Food for Thought

by Destinee Cushnie-Mason

Welcome to “Food for Thought,” a blog series designed to be exactly that! By delving into the intricate connection between gut health and mental well-being, this blog aims to stimulate your mind and your tastebuds and provoke thoughtful reflection on how nutrition influences mood. We aspire to equip you with valuable insights into taking charge of your gut health and empower you with practical dietary adjustments that can profoundly impact your mental wellness. Follow along weekly and savour the exploration!

3. Fibre Fuel: Nourishing Your Gut and Mind

In this blog, we dive into the transformative power of dietary fibre – learn how this essential nutrient fuels your gut and nourishes your mind for optimal health.

The Messenger Molecules: Serotonin and Dopamine

Have you heard of fibre? Most people have heard the word – but are you aware of the magic it does in the body? We often think of it as something that we just need to eat when we’re a bit constipated, but it’s so much more than just roughage – as once believed. Fibre is an element of certain plant foods like cereals, pulses, wholegrains, vegetables and fruit, that work wonders for our overall health.

Why is it so good for us? Remember those good bacteria living in our guts? The reason fibre has such a huge impact on our wellbeing is that it is their absolute favourite food!

The Fibre Factor:

Dietary fibre is the unsung hero of our digestive system. It comes in two main types: soluble and insoluble fibre. Soluble fibre dissolves in water to form a gel-like substance, while insoluble fibre adds bulk to our stools, helping to keep things moving smoothly through our digestive system. Both types are super important for gut health by making sure you can go to the toilet regularly and comfortably.
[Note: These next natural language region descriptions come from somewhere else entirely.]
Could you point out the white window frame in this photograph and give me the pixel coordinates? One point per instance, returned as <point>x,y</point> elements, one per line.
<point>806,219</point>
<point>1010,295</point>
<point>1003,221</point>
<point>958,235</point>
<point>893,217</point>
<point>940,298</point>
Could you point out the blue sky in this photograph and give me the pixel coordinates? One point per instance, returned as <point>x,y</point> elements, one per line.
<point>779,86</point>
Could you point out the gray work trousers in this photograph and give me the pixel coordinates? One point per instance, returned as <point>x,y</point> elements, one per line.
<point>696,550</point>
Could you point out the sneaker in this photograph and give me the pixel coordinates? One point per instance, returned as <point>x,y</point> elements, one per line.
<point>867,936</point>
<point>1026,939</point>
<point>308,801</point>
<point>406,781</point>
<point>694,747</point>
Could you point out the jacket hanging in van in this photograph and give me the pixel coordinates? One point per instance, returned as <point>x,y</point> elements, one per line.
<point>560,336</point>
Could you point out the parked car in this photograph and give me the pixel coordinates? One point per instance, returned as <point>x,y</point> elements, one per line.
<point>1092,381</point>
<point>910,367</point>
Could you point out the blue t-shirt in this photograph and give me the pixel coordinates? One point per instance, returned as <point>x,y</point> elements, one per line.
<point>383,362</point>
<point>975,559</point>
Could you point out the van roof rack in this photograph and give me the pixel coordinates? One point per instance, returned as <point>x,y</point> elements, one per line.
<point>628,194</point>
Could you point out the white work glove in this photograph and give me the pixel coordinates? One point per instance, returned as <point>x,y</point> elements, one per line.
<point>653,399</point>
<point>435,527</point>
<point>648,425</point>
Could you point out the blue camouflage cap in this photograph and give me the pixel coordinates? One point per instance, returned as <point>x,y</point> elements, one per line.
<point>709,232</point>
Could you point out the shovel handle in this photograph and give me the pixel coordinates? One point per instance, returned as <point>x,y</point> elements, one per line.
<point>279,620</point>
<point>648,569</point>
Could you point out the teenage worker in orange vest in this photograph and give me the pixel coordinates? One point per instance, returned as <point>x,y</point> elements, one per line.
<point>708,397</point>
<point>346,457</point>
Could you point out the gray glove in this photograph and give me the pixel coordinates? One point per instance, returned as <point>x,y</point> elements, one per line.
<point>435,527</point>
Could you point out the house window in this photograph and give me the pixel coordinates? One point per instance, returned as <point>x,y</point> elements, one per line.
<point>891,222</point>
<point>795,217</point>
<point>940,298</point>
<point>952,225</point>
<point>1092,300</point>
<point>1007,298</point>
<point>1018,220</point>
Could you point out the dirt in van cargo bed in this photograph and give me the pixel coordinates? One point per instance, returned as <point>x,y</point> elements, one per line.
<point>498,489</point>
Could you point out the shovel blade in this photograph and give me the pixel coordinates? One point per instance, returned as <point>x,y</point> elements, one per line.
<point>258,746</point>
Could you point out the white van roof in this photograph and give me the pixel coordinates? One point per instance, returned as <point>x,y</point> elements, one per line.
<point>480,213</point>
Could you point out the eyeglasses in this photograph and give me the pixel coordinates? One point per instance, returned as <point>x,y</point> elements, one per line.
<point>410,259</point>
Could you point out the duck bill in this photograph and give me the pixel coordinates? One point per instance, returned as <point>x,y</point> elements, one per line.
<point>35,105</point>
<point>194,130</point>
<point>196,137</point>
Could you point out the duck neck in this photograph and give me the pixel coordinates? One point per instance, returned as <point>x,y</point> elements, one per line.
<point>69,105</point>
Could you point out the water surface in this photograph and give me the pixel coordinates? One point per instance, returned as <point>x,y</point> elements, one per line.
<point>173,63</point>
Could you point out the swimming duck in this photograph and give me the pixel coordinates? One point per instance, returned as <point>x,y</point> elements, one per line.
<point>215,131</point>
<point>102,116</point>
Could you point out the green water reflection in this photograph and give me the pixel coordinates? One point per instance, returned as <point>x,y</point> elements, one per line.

Additionally, some types of fibre are fermentable, meaning they can be broken down by the good bacteria in the colon. These fibre foods are known as prebiotics – which selectively feed the good and not the bad bacteria, helping them grow. The fermentation process produces short-chain fatty acids, which nourish the cells lining our gut and help maintain a healthy gut microbiome. In the UK, people are only eating about 2/3 of their recommended fibre intake which is causing us all sorts of health-related issues. So we’d all benefit from eating a bit more!

Fibre and Mood:

Research suggests that dietary fibre isn’t just good for our digestive system – it’s also beneficial for our mental health. Studies have shown that a high-fibre diet is associated with a lower risk of depression and anxiety. One reason for this could be the role of fibre in regulating serotonin levels in the brain. As we learned previously, serotonin plays a key role in mood regulation, and fibre fuels our gut to keep the production going.

Practical tips:

  • Whole Grains: Opting for more brown carbohydrate foods (bread, pasta, rice) and other whole grains like oats and bulgar wheat is extremely gut-friendly as these foods take longer to digest. This gives the good bacteria more time to have a munch and will also help you feel fuller for longer. Look out for key words like ‘whole-wheat’, ‘brown’, ‘spelt’, ‘rye’ when doing your shop. See how many you can spot!
  • Pulse power: Pulses or legumes include all kinds of beans, lentils, peas and chickpeas. Loaded with fibre, nutrients and protein, pulses fuel creativity, focus and positive mood. They also line your gut and improve your body’s response to glucose from simple carbs like white bread and rice! Tinned pulses are great additions to soups, stews, mince dishes and salads.
  • High fibre breakfast: Starting your day with a fibre-rich meal will energise you for hours. Muesli, porridge, Weetabix or bran cereals are great options.
  • Fruit and vegetables: Are you getting your 5 a day? As well as the fibre punch, fruit and veg have a wealth of vitamins and minerals critical for our overall well-being. You know what they say about apples and doctors…
  • Consistency is key: Fibre is not a quick fix, its important to go slow and steady with increasing your fibre intake to prevent unwanted tummy symptoms like bloating and wind. Gradually increase more fibre into your diet and do so consistently to reap the benefits.

Challenge for the week:

Swap one of your normal snacks or meals for a high fibre alternative – Possibly swap white toast for brown? Crunchy nut for fruit ‘n’ fibre? How about have a banana instead of a chocolate bar? Share your swap in the comments below!

This Post Has 2 Comments

  1. James White
    James White

    Some great advice in here! Great for keeping energy levels consistent throughout the day as well.

  2. Mandy

    I am swopping to porridge instead of bagels and I have bought some Brown pasta to try, Lets see if the family notice!!